The spotted-necked otter is usually chocolate to reddish brown and marked with creamy or white blotches over the chest and throat. The head is broad with a short muzzle, small rounded ears, and a hairless nose pad. The teeth are adapted for consuming fish, with large sharp upper canine teeth, curved lower canines, and sharp carnassial teeth. The jaws are similarly adapted, with the mandibular fossa fitting so snugly into the condyle on the lower jaw that the latter cannot move sideways, making it easier to capture and hold fish. It is a relatively small species, with males measuring 71 to 76 cm from nose to rump, and weighing 5.7 to 6.5 kg, while females are 57 to 61 cm and 3.0 to 4.7 kg. The tail is long and muscular, measuring 39 to 44 cm in both sexes. It is sleek and has webbed paws. Females have two pairs of teats, and while males have a large scrotum, the penis is hidden beneath the skin, to reduce drag while swimming.

Up to five subspecies have previously been identified, these most likely represent a natural variation in appearance between individuals, and no subspecies are currently recognised.

==Distribution and habitat==

Spotted-necked otter swimming in Lake Tanganyika.

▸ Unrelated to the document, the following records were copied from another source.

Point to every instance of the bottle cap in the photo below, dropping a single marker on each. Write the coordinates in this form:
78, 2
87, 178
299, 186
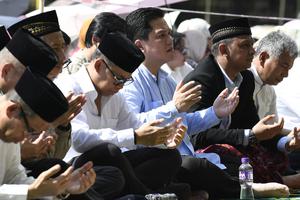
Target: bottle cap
245, 160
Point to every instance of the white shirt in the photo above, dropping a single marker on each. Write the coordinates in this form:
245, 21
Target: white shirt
264, 97
288, 96
13, 178
178, 73
115, 124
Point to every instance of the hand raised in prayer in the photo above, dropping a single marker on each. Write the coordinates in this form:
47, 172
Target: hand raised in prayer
81, 179
225, 104
153, 133
46, 186
295, 142
35, 146
75, 106
263, 130
186, 95
175, 138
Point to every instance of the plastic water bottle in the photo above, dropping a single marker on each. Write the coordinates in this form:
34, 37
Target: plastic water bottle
246, 179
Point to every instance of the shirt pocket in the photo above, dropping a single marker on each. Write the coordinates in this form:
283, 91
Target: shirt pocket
155, 104
110, 123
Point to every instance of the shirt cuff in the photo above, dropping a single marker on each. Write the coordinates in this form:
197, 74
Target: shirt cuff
126, 138
246, 137
171, 106
282, 142
16, 192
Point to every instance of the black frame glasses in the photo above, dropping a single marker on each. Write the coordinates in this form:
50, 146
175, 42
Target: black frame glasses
23, 115
67, 63
119, 80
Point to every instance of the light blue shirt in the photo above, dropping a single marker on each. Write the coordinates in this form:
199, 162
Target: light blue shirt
150, 97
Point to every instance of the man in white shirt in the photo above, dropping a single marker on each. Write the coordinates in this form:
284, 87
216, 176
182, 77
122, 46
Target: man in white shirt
106, 118
21, 112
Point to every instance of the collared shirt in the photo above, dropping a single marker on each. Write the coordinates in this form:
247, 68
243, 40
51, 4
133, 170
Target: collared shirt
265, 102
114, 124
150, 97
264, 97
288, 95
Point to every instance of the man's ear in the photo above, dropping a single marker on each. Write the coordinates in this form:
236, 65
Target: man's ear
12, 110
95, 40
6, 69
98, 64
263, 56
223, 49
139, 44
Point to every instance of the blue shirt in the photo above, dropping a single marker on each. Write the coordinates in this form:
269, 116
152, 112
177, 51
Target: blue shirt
150, 97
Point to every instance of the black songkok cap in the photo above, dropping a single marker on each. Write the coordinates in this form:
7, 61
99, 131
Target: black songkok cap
121, 51
4, 37
41, 95
32, 51
38, 25
229, 29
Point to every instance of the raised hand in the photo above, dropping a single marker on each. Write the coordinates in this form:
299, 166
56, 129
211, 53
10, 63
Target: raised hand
295, 142
75, 106
35, 146
263, 130
186, 95
46, 186
81, 179
152, 133
225, 104
175, 138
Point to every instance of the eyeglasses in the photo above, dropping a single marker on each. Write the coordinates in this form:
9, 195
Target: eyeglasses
28, 128
119, 80
67, 63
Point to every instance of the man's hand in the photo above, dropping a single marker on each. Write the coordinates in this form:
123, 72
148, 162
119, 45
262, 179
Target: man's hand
36, 147
81, 179
151, 134
225, 104
186, 95
46, 186
75, 106
264, 131
175, 139
295, 142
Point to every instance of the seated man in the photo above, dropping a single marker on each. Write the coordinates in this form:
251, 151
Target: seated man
106, 118
232, 54
34, 104
153, 94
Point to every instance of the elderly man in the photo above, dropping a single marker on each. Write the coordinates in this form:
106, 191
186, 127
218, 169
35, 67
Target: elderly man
33, 105
154, 94
106, 118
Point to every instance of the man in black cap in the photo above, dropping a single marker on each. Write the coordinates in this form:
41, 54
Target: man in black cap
4, 37
106, 118
46, 27
232, 54
33, 105
154, 93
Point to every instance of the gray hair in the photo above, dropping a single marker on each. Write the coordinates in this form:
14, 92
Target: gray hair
276, 43
215, 47
7, 57
12, 95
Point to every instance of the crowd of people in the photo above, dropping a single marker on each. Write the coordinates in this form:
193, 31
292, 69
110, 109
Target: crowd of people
143, 111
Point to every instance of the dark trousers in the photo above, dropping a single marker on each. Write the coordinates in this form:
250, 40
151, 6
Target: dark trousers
109, 182
202, 174
144, 169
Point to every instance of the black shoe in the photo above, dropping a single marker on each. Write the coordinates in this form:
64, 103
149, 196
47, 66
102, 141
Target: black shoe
182, 190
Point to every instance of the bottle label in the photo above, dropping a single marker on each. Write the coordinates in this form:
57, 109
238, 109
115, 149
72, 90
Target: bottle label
245, 175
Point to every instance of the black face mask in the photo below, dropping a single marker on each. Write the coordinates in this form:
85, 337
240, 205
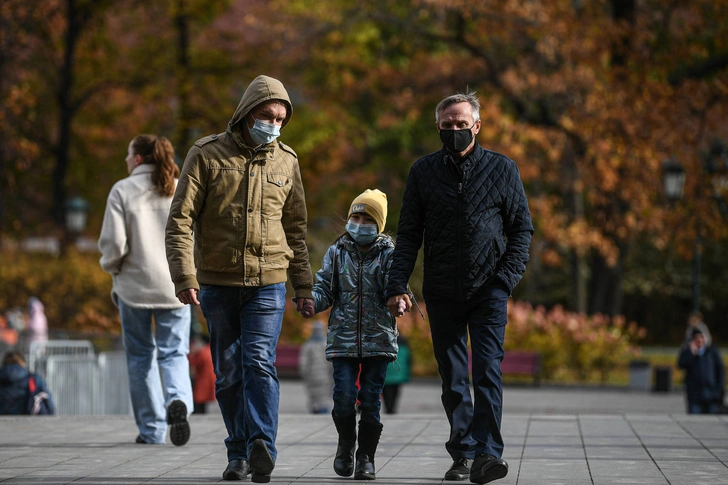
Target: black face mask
456, 141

The spotted-necked otter inhabits lakes and larger rivers throughout much of Africa south of 10°N. It is common in Lake Victoria and across Zambia, but is absent in the Zambezi below Victoria Falls, Zambia. It does not venture into salt water.

==Behavior and ecology==
The spotted-necked otter is very vocal, uttering high, thin whistles and rapid, shrill chatters.
It sometimes lives in family groups, but appears to be social only under certain conditions. Males and females are separated for at least part of the year. They normally hunt alone, except when mothers are training their young, and are not territorial, sheltering through the night in short burrows, rock crevices, or patches of dense vegetation. On land, they travel mainly over regular paths, and rarely move more than 10 m from river or lake banks. Both mark these paths by "sprainting" sites, in which they habitually defecate and urinate.

The spotted-necked otter is diurnal and appears to hunt entirely by sight using short dives of less than 20 seconds each in clear water with good visibility.
It carries larger prey ashore, but eats smaller prey while treading water. It primarily eats fish, typically less than 20 cm in length, but also frogs and small crustaceans, especially when fish is in short supply.

The female bears a litter of up to three young after a gestation period around two months. The young are born blind and helpless, and the mother cares for them for almost a year.

Known predators of the spotted-necked otter include lions, Nile crocodiles and African fish eagles.

==Conservation==
The spotted-necked otter is in decline, mostly due to habitat destruction and pollution of its clear-water habitats. It is hunted as bushmeat.